Kısıtlılık Kararının Kaldırılması Hakkında Yargıtay Kararlarından Örnek Alıntılar
“Türk Medeni Kanunun 199. maddesi ailenin ekonomik malvarlığının korunması vey evlilik birliğinden doğan mali bir yükümlülüğün yerine getirilmesi gerektiği ölçüde eşlerden birinin istemi üzerine hakimin, belirleyeceği malvarlığı değerleriyle ilgili tasarrufların ancak onun rızasışyla yapabileceğine karar verebileceğini hükme bağlamıştır. Somut olayda davacı, davalının başka bir kadınla birlikte yaşadığını, davalının adına kayıtlı taşınmazları satarak kendisinden ve çocuklarından kaçıracağından endişe duyduğunu ileri sürerek davalının bu taşınmazlarla ilgili tasarruf yetkisinin kısıtlanmasını talep etmiştir. Mahkemece “davalının başka bir kadınla karı koca gibi yaşamaya başladığı, dava konusu taşınmazların edinilmesinde davacınında katkısının bulunması, davalının savurgan bir hayat tarzı olması ve dava konusu taşınmazları elden çıkarma arzusunda olabileceği” kabul edilerek iki adet taşınmazıyla ilgili tasarruf yetkisinin kısıtlanmasına karar verilmiştir. Mahkemenin kabul ettiği gerekçeler tasarruf yetkisinin kısıtlanması için yeterli değildir.” 2. Hukuk Dairesi 2013/15347 E. , 2014/939 K.
“Davacının Türk Medeni Kanununun 197. maddesine dayalı nafaka istemi kabul edilmiştir. Davalının halen başka bir bayanla birlikte yaşadığı da sabittir.
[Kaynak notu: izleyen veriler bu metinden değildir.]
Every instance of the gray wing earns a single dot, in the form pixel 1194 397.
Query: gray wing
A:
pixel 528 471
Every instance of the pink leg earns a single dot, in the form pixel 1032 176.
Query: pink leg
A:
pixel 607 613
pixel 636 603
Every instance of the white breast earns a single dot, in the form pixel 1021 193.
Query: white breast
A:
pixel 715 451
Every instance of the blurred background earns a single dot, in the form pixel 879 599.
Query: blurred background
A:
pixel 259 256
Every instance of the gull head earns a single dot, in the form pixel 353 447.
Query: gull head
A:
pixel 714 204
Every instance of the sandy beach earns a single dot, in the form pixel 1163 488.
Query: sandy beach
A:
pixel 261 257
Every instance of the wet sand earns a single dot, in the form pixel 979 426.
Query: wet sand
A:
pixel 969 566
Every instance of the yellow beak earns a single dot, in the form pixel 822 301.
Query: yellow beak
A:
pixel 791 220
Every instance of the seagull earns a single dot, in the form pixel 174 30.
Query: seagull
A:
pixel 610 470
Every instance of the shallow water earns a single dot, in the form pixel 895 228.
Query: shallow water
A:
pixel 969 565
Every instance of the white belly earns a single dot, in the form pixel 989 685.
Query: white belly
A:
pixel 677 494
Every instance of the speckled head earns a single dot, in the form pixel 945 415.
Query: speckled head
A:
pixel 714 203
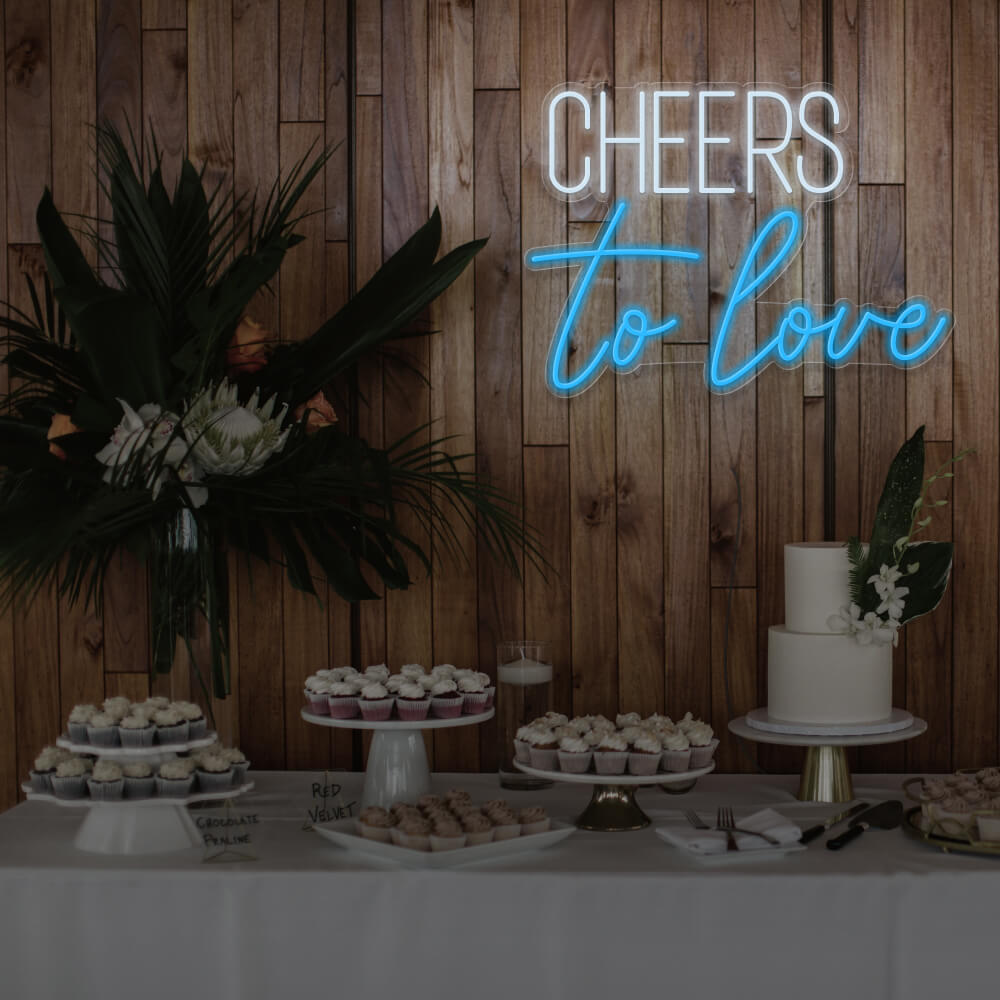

Mahkemece davalının Türk Medeni Kanununun 199. maddesi gereğince ailenin ekonomik varlığının korunması ve evlilik birliğinden doğan mali yükümlülüklerini yerine getirmesi için bir kısım malları üzerinde tasarruf yetkisinin kısıtlanmasına karar verilmesi ve bu yönde bozma yapılması gerekirken davalı adına olan bütün mallar üzerinden tasarruf yetkisinin kısıtlanmasına karar verilmesi nedeniyle…” 2. Hukuk Dairesi 2011/22082 E. , 2012/31620 K.
Türk Medeni Kanununun 199’ncu meddesinde düzenlenen, eşlerden birinin tasarruf yetkisinin sınırlandırılması, “Evlilik birliğinin korunması” önlemlerinden olup, sınırlandırmaya şartlarının varlığı halinde evlilik birliği devam ediyorsa başvurulur. Evlilik birliğinin sona ermesi durumunda bu hüküm artık uygulanamaz. Mahkemece verilen boşanma hükmü davalı erkeğin temyizi üzerine onanmış olup tarafların boşanma kararına karşı karar düzeltme talebi bulunmadığından boşanma hükmü kesinleşmiştir. Tarafların evliliği kesinleşen boşanma kararı ile sona ermiştir. Bu durumda, davanın esası konusuz hale gelmiştir. Bu husus gözetilerek bir karar verilmek ve yargılama giderleri ile bu kapsamdaki vekalet ücretinin, tarafların dava tarihindeki haklılık durumu dikkate alınarak karara bağlanmak (HMK m. 331/1) üzere hükmün bozulması gerekir. Hal böyleyken, davacı kadının tasarruf yetkisinin sınırlandırılması talebinin reddi gerektiğine dair bozma ilamına yönelik karar düzeltme talebinin kabulüne ve açıklanan sebeple yerel mahkeme kararının tasarruf yetkisinin sınırlandırması talebine yönelik verdiği hükmün bozulmasına karar vermek gerekmiştir.” 2. Hukuk Dairesi 2016/16039 E. , 2017/6734 K.